Thanks to its easy-going nature, the Ragdoll adjusts well to all changes thrown her way. Hence, these cats get along with strangers and like to meet new people. Furthermore, as long as you give your cat the same amount of affection as before, she will adapt quickly to a new home. The Ragdoll is a moderately active cat that likes to play. However, they are docile cats that prefer being stroked and cuddled above everything else. For that reason, you will have to play with your cat for 30 minutes every day. Get a variety of cat toys to pique your cat’s interest and engage her in a game of fetch.

Health and Potential Health Problems

Generally, the Ragdoll Cat has a very good health. However, these cats can be prone to some health issues. This doesn’t necessarily mean that your cat is going to get sick. However, it is always better to know about potential problems from the start.
  • Hypertrophic Cardiomyopathy: This is one of the most common heart diseases seen in cats. It causes an abnormal thickening of the heart’s walls. Some cats don’t show any symptoms of this disease and live normally. However, severe cases can lead to congestive heart failure. The test for this condition is available. Thus, you should check if your cat is at risk of developing heart problems.
  • Bladder Stones: These are rock-like deposits of minerals, crystals and organic matter found in a cat’s bladder. These stones range in size and bigger ones can cause a urethral blockage. This is a serious condition that can result in painful urination or complete inability to urinate. Treatment varies depending on the severity of the case and can include a simple change in diet or surgery.
  • Feline Infectious Peritonitis: It’s a viral disease that attacks the cells of the intestinal wall. Symptoms of this disease include fever, anorexia, weight, loss, lethargy and accumulation of fluids in the abdomen or chest cavity. Infected cats usually die and there isn’t a viable vaccine that provides full protection against this virus.

Lifespan

The Ragdoll Cats have an average lifespan of 12-17 years. Get your cat from a reputable breeder who is willing to give you a health guarantee. In addition to that, check if your cat has been tested for HCM. Furthermore, a water fountain will keep your cat hydrated and lower the risk of bladder stone.

Grooming Needs

The Ragdoll has a moderately long silky fur with a little undercoat. Due to this, these cats don’t develop mats so easily. However, you need to brush your cat with a stainless-steel comb twice a week. This way you will distribute skin oils through the length of fur and keep it soft. This is a moderately shedding breed and these cats lose a small amount of hair during the whole year. You need to use a slicker brush to prevent cat hair from flying around your home.

Ragdoll Cat Coat Colors

The Ragdoll’s semi-long plush coat comes in several different colors and patterns. The six different colors include red, seal, chocolate, lilac, blue and cream. The different patterns seen in this breed are colorpoint, mitted and bi-color. Additionally, color points can be solid or come in lynx, tortie, or torbie pattern. Kittens are born completely white and develop their corresponding color when they are 8-10 weeks old. The eyes are always deep and radiant blue.
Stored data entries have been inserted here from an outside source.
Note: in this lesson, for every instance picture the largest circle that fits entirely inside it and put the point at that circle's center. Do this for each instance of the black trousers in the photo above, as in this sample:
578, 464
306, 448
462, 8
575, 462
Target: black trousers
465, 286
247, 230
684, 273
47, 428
Compatibility with Children & Other Pets

The easy-going and sweet Ragdoll is an ideal choice for families with smaller children. These patient and gentle cats love to play with kids and will chase after catnip toys. Show your child how to properly hold and pet a cat. Thanks to their friendly natures these cats get along with other cats and dogs and like having company. These cats love games and stay playful well into their senior years. So, keep your cat engaged with puzzle toys and play with her every day. This is a somewhat lazy cat that needs to be stimulated with feather teasers in order to stay in good shape.